From time to time, the reality of cash flow may dictate that related entities lend to or borrow from each other. The accounting treatment, in its most basic form, needs to mirror the flow or control of cash. Except when finances are presented on a consolidated basis, each party to the transaction will present an advance differently on its respective balance sheet.
In practice, the power to control cash defines it as an asset. In the case of an advance to a subsidiary, the entity receiving the cash has gained an asset because it has the spending power, or the ability to control how the borrowed cash is utilized. The receiver also has some kind of liability for repayment, which may or may not be documented.
Contrary to what may appear as intuitive, the accounting classification for cash advanced to a subsidiary does change. The advancing entity has in some respects given up control or use of a specific amount of cash, or spending power. Though the advance is to a related party, the asset has now taken on the features of an account receivable. The asset is current, probably collectible and easily measured but it is no longer cash that can be spent in another way.

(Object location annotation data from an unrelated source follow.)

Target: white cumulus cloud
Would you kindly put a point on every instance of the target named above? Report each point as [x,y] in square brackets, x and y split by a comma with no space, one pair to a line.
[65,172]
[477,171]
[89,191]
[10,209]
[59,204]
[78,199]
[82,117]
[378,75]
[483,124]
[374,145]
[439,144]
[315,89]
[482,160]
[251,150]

Since the cash accounts of both the provider and receiver get decreased and increased accordingly, the more important classification arise in the offsets to these entries. From the perspective of the provider of the cash, it has now created an account receivable, albeit due from a related party. In turn, the receiver of the cash now has created an account payable or perhaps even a note payable depending on the nature and documentation of the advance.
Correct accounting presentation is important, particularly if management decisions are made independently by the related entities. In addition, creditors of the entities need some degree of transparency about the individual liquidity of related businesses.
When financial statements are prepared on a consolidated basis, with one set of statements describing the activities of all related entities, advances to subsidiaries will not be presented. They will have been adjusted via so-called "eliminating entries" in the consolidation process.
The pre-consolidated effect of an advance, however, could affect one entity's "face" that it presents to lenders, creditors, shareholders or other interested parties. Management may heave reason to present a particular entity as "cash rich," liquid or asset-heavy. Conversely, there may be motivation to portray an unconsolidated position of cash tightness or asset constraint.
Most importantly, the reasons behind cash advances must be clearly understood. The movement of cash between related entities for no adequate business reason should be a precursor for further analysis by interested parties.